Telecel Ghana will spend $5 million to sponsor 100,000 learners in Ghana’s One Million Coders initiative, boosting digital skills and employability.
Telecel Ghana has committed US$5 million to support Ghana’s One Million Coders initiative. The telecom says the funding will sponsor 100,000 participants and speed up digital skills training.
Telecel Ghana, part of Telecel, is putting US$5 million into the government’s One Million Coders programme to sponsor 100,000 people.
The initiative is designed to build digital skills at scale. Coding here means learning how to write instructions for computers, like telling an app what to do step by step.
Telecel’s support focuses on employability. That usually includes practical training that maps to entry-level tech roles such as software development, website building, data work, and IT support.
The announcement signals a bigger role for telecom operators in workforce development. Telcos already provide connectivity and devices for many learners, so funding training is a direct extension of their digital economy strategy.
Ghana’s tech ecosystem needs more job-ready talent, not just more interest in tech. Large, sponsored cohorts can reduce the cost barrier for students and career switchers who cannot pay for bootcamps or online courses.
For startups and employers, wider access to basic coding and digital literacy can expand the hiring pool. It can also improve the supply of junior developers and support staff, which are often hard roles to fill at speed.

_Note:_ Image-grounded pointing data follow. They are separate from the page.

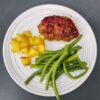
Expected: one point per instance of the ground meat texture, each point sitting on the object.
(58, 28)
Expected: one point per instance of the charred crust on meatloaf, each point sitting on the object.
(58, 28)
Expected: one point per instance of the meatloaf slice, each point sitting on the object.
(58, 28)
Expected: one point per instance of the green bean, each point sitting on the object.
(74, 69)
(70, 75)
(55, 67)
(32, 75)
(43, 58)
(71, 58)
(58, 74)
(75, 41)
(36, 65)
(48, 63)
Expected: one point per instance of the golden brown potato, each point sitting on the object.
(27, 34)
(40, 48)
(24, 44)
(32, 52)
(25, 60)
(15, 45)
(21, 37)
(24, 50)
(36, 40)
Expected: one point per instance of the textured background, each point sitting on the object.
(10, 9)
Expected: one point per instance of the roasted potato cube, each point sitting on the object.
(40, 48)
(24, 50)
(15, 45)
(32, 52)
(21, 37)
(35, 40)
(13, 41)
(28, 34)
(25, 60)
(24, 44)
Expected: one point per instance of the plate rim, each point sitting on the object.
(4, 59)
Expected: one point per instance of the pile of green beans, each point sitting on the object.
(55, 63)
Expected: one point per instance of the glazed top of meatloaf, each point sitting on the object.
(58, 28)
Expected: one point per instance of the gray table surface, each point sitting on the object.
(10, 9)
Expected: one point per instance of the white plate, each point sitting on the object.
(29, 20)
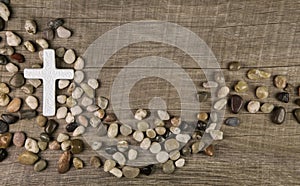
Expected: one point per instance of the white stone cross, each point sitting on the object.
(49, 74)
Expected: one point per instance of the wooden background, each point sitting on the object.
(258, 33)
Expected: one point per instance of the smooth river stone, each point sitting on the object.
(296, 113)
(232, 121)
(236, 103)
(278, 115)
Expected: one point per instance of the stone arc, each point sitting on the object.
(49, 74)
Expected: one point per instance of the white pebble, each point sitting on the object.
(12, 39)
(76, 110)
(79, 131)
(77, 93)
(70, 118)
(132, 154)
(69, 56)
(61, 99)
(163, 115)
(93, 83)
(78, 76)
(43, 43)
(162, 156)
(31, 145)
(61, 112)
(12, 68)
(79, 63)
(63, 83)
(32, 102)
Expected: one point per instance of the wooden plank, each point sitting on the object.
(260, 34)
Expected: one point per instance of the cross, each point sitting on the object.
(49, 74)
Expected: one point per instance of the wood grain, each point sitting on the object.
(258, 33)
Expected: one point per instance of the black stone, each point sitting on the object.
(51, 126)
(27, 114)
(3, 154)
(3, 60)
(283, 96)
(9, 118)
(111, 149)
(278, 115)
(201, 125)
(3, 127)
(232, 121)
(45, 137)
(2, 24)
(71, 127)
(54, 24)
(147, 170)
(236, 103)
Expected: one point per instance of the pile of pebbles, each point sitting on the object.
(168, 140)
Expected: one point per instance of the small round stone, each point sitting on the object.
(27, 158)
(241, 87)
(69, 56)
(223, 92)
(32, 102)
(232, 121)
(3, 154)
(78, 163)
(95, 161)
(168, 167)
(41, 120)
(109, 165)
(62, 32)
(202, 116)
(64, 162)
(256, 74)
(163, 115)
(79, 131)
(14, 105)
(3, 127)
(130, 172)
(180, 163)
(76, 146)
(162, 156)
(267, 107)
(280, 81)
(31, 145)
(253, 106)
(17, 80)
(262, 92)
(132, 154)
(234, 66)
(19, 139)
(12, 68)
(40, 166)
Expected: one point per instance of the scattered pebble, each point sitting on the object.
(27, 158)
(62, 32)
(280, 81)
(253, 106)
(256, 74)
(234, 66)
(40, 166)
(278, 115)
(262, 92)
(30, 27)
(69, 56)
(64, 162)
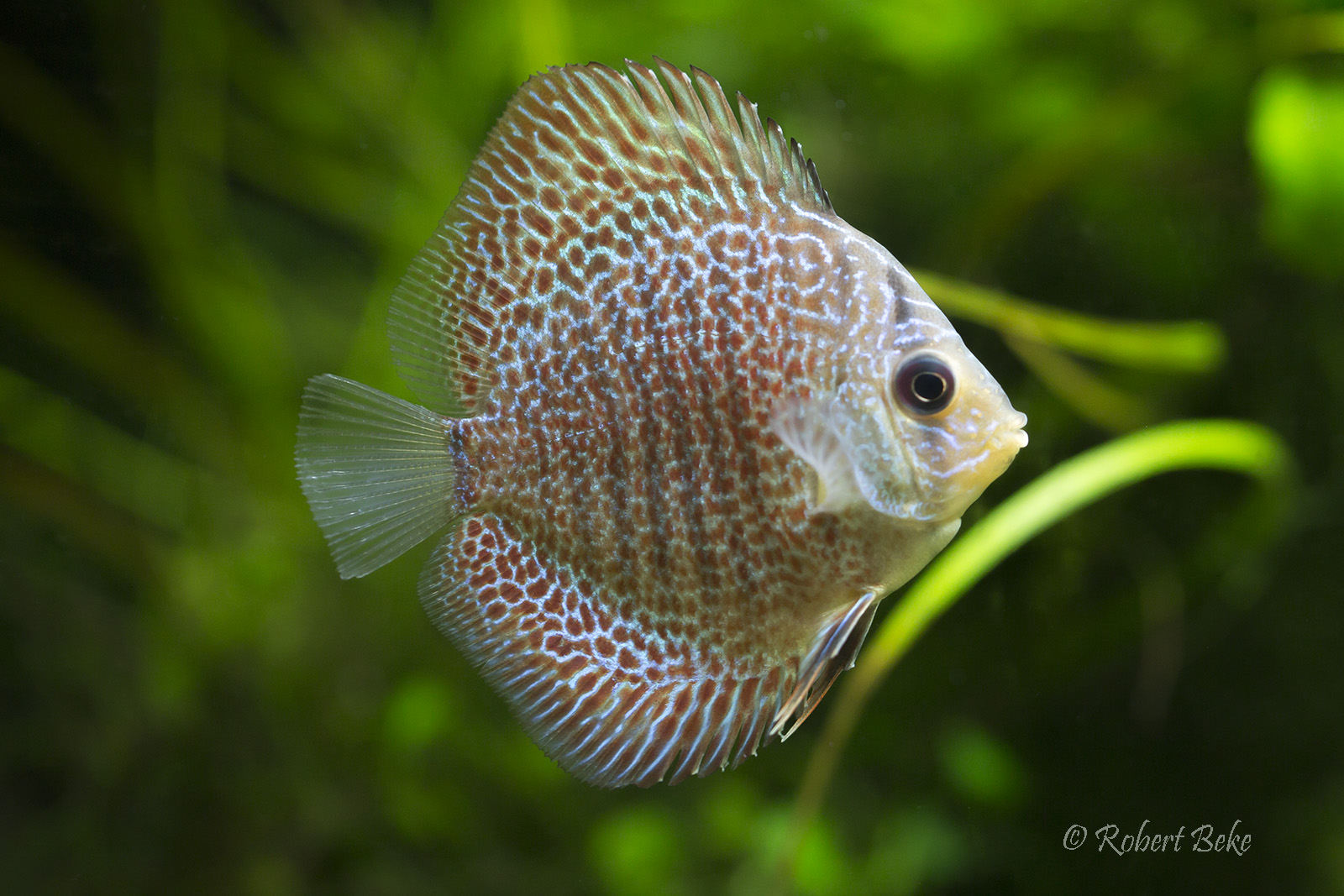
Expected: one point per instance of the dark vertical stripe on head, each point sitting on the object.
(898, 293)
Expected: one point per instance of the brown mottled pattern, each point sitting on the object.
(625, 288)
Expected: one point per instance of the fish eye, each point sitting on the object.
(924, 385)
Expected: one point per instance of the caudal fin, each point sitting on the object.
(375, 469)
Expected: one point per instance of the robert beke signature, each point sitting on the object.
(1202, 840)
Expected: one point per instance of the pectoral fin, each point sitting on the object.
(804, 426)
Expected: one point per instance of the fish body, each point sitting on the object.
(680, 423)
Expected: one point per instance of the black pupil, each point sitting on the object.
(927, 385)
(924, 385)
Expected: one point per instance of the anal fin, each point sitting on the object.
(833, 651)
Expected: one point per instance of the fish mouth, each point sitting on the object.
(1015, 432)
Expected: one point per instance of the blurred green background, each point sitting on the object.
(206, 202)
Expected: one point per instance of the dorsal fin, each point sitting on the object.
(577, 149)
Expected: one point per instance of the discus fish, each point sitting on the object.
(683, 427)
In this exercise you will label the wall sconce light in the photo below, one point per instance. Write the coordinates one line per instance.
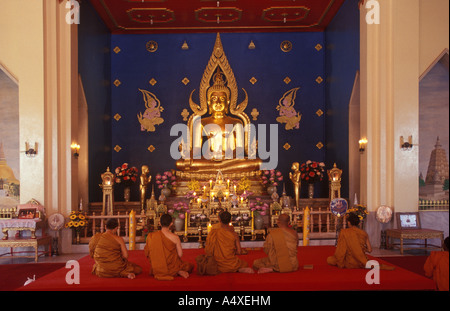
(406, 145)
(30, 152)
(362, 145)
(76, 149)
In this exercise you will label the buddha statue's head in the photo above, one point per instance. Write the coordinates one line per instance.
(218, 95)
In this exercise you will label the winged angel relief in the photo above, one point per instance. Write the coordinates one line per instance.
(288, 114)
(152, 115)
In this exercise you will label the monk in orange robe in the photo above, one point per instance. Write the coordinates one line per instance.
(353, 244)
(281, 247)
(436, 267)
(164, 252)
(111, 255)
(223, 243)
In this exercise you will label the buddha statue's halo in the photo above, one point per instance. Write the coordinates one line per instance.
(218, 85)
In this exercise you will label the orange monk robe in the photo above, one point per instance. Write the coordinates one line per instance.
(107, 254)
(350, 250)
(436, 267)
(221, 243)
(163, 257)
(281, 249)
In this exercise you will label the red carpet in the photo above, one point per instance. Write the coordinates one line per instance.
(411, 263)
(13, 276)
(321, 278)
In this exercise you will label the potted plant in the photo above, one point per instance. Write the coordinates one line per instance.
(270, 179)
(312, 172)
(166, 181)
(178, 213)
(77, 221)
(259, 209)
(127, 176)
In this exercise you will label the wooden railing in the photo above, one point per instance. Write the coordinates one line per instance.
(323, 225)
(433, 205)
(96, 224)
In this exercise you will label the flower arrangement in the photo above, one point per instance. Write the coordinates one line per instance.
(126, 174)
(179, 209)
(165, 180)
(271, 178)
(244, 184)
(77, 220)
(360, 210)
(312, 171)
(259, 207)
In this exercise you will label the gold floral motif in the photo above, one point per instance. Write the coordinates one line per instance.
(185, 114)
(151, 46)
(319, 145)
(185, 81)
(286, 46)
(255, 114)
(152, 115)
(287, 112)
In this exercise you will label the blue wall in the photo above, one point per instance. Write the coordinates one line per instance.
(94, 66)
(134, 67)
(342, 64)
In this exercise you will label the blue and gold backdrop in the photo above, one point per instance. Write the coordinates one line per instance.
(283, 76)
(286, 76)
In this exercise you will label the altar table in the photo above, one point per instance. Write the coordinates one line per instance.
(413, 234)
(24, 242)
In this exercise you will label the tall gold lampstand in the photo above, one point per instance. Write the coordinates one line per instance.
(334, 176)
(108, 192)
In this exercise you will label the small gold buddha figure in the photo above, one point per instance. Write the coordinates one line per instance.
(145, 179)
(295, 178)
(218, 141)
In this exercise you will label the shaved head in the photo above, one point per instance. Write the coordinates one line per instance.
(284, 219)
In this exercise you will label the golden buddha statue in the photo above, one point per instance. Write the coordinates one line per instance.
(221, 140)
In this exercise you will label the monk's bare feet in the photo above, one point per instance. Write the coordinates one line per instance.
(265, 270)
(184, 274)
(246, 270)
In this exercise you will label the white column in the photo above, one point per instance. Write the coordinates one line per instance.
(390, 106)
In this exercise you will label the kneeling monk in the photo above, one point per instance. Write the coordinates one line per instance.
(281, 248)
(353, 244)
(164, 252)
(111, 255)
(223, 243)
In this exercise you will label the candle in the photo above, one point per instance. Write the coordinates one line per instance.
(132, 241)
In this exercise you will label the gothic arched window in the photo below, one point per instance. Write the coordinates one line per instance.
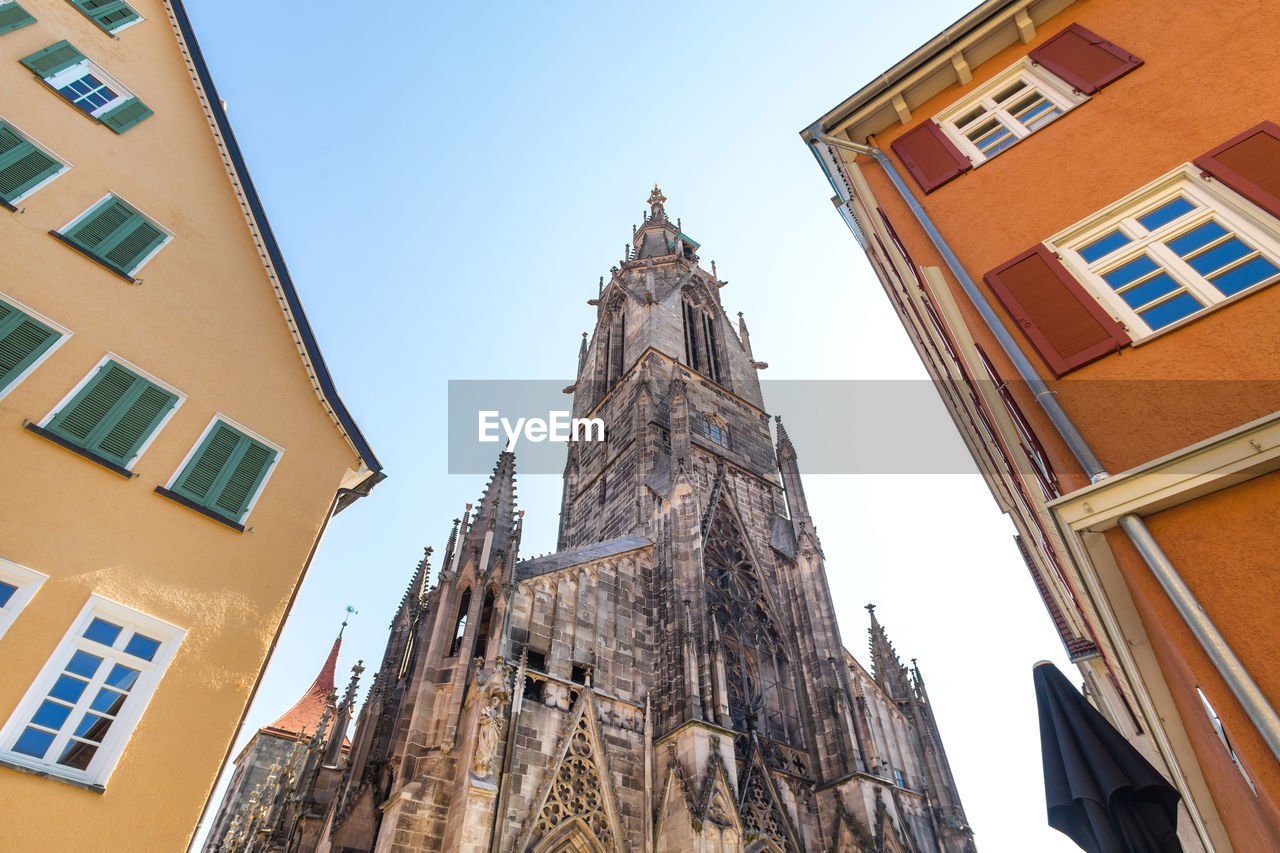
(460, 628)
(481, 647)
(758, 676)
(716, 429)
(702, 338)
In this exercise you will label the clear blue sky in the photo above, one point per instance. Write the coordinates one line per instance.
(449, 181)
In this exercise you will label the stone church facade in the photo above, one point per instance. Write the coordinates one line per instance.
(672, 678)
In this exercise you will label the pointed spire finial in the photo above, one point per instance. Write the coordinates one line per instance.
(656, 201)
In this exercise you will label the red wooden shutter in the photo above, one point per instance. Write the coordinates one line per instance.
(1086, 60)
(1249, 164)
(929, 155)
(1061, 320)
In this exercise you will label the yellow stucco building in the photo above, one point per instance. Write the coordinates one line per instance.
(173, 445)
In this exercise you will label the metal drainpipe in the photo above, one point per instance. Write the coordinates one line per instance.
(1210, 638)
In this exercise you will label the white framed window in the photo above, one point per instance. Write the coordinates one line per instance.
(1006, 109)
(114, 413)
(117, 235)
(18, 584)
(80, 712)
(1170, 250)
(90, 89)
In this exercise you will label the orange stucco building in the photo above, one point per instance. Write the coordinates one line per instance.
(172, 438)
(1078, 220)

For Telecel, the move supports long-term demand for data and digital services. As more people learn tech skills and use software tools daily, they tend to consume more internet and build more digital products.
What to watch next is how participants are selected, what the curriculum covers, and how outcomes are measured. Completion rates, job placements, and internship pipelines will matter more than headline enrollment numbers.